The work has deepened Maxwell’s love of cognitive science and strengthened her sense that this is where she’s meant to be.
“Knowing I have the tools to make real change—and the fear of not living up to that—is what drives me,” she says. “I’ve gained something here that can help others, and that’s what I want to do.”
Prepared to Lead
Maxwell speaks with genuine admiration for the UC Irvine faculty who have supported her.
“I have not had a class where I didn’t feel the professor wanted us to succeed,” she says.
From research mentorship to career guidance, Maxwell believes that faculty and graduate students alike have consistently gone out of their way to help.

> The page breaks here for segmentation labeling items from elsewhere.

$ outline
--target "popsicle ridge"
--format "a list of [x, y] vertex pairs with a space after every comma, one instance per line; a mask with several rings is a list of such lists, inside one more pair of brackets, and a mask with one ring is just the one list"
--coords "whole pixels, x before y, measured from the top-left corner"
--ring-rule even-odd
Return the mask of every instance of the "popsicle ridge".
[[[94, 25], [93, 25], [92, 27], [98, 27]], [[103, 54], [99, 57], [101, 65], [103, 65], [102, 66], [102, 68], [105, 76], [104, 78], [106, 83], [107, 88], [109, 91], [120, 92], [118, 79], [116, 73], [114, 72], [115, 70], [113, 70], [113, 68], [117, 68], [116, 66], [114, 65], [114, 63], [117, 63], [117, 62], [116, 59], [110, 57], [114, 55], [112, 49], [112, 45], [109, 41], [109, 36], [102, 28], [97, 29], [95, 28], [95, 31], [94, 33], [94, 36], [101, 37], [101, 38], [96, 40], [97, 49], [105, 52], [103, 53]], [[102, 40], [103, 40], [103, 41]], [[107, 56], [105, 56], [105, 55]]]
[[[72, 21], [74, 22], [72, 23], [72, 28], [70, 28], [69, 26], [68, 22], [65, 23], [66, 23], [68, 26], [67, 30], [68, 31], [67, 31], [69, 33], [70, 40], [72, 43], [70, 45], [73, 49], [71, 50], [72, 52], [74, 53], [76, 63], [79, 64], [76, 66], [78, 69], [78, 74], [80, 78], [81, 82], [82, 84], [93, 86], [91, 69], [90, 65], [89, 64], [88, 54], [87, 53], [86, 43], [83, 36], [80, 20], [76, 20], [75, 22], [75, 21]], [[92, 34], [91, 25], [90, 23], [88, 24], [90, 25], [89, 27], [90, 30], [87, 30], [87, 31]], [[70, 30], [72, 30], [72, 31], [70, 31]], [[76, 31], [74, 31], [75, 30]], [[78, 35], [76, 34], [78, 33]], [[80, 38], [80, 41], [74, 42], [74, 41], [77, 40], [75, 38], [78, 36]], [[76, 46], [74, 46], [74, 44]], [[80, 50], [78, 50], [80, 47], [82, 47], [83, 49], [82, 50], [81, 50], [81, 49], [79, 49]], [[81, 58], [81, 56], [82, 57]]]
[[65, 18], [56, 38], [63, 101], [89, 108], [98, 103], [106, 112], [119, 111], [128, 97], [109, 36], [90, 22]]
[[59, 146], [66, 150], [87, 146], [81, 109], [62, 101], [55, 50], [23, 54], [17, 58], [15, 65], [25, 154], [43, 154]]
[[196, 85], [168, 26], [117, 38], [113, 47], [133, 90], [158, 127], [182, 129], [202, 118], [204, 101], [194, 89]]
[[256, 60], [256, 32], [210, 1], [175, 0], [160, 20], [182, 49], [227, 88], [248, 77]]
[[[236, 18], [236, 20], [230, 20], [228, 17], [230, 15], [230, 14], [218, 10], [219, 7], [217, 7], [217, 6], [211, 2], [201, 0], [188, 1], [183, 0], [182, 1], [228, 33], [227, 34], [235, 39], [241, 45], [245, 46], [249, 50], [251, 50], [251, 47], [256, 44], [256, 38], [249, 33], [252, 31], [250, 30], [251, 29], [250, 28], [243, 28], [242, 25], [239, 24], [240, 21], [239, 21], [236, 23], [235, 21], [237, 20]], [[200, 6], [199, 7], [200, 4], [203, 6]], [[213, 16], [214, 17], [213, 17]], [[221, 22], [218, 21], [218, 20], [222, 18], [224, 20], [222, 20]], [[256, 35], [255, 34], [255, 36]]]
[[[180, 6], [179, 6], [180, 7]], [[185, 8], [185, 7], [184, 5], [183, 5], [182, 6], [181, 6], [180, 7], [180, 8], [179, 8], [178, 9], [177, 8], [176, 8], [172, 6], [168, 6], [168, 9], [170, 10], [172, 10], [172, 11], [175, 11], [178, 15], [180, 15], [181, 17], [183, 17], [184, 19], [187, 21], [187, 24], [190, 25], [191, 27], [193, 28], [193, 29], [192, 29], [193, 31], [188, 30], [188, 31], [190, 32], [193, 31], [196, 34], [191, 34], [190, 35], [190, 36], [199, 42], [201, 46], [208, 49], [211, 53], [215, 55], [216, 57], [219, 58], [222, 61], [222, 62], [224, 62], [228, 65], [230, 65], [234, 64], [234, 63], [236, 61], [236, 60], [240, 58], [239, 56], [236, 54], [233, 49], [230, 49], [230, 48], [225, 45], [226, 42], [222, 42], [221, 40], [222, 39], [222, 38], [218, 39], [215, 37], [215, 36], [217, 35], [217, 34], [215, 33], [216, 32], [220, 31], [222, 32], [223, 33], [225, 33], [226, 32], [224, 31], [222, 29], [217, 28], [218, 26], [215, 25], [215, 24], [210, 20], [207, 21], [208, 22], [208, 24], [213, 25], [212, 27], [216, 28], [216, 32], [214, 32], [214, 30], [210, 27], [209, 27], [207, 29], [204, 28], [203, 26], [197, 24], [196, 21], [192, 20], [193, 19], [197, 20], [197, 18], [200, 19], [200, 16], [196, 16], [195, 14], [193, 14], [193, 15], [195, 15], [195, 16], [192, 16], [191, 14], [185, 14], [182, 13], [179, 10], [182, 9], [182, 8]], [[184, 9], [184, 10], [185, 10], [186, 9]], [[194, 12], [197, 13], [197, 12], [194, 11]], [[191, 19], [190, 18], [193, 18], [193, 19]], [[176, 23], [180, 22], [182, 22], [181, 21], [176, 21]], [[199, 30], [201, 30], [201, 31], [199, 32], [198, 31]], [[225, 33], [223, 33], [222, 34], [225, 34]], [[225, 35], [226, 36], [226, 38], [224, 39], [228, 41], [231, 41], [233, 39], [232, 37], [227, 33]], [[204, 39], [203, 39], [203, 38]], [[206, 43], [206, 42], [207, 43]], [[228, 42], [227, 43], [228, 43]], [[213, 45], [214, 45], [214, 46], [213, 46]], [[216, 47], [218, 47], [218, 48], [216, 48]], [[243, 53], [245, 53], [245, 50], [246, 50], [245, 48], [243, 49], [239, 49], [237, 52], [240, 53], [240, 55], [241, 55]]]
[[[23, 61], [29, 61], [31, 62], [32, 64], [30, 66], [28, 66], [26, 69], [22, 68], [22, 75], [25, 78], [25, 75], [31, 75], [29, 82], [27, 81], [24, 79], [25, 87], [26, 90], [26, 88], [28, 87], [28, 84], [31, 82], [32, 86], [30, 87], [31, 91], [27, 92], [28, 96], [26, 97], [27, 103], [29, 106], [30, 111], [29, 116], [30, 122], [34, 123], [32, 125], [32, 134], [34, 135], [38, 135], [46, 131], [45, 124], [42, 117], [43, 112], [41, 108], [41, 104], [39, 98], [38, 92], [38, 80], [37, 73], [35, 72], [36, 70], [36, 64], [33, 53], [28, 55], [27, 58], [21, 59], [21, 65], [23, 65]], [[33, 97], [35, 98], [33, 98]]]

“They don’t just do this because it’s their job. They have a passion to see the students do big things,” she says.
That support extends beyond the classroom and has given her confidence as graduation approaches.
“I don’t fear applying to graduate school, because I know I was set up for success,” she says. “I know I have the tools to take the next steps in my career and education, and I owe that to UCI.”
After graduation, Maxwell hopes to take a gap year working in a lab before applying to doctoral programs in cognitive science or neuroscience. Long-term, she envisions a career in mental health policy.
“I’d like to get a Ph.D. and go straight into politics and policymaking to drive real change—especially in how this country approaches mental health research,” she says.
Looking back, she may have taken a different path than most—but she wouldn’t change it.
“The drive to learn all I can so that I can be the best version of myself is really, really motivating,” she says.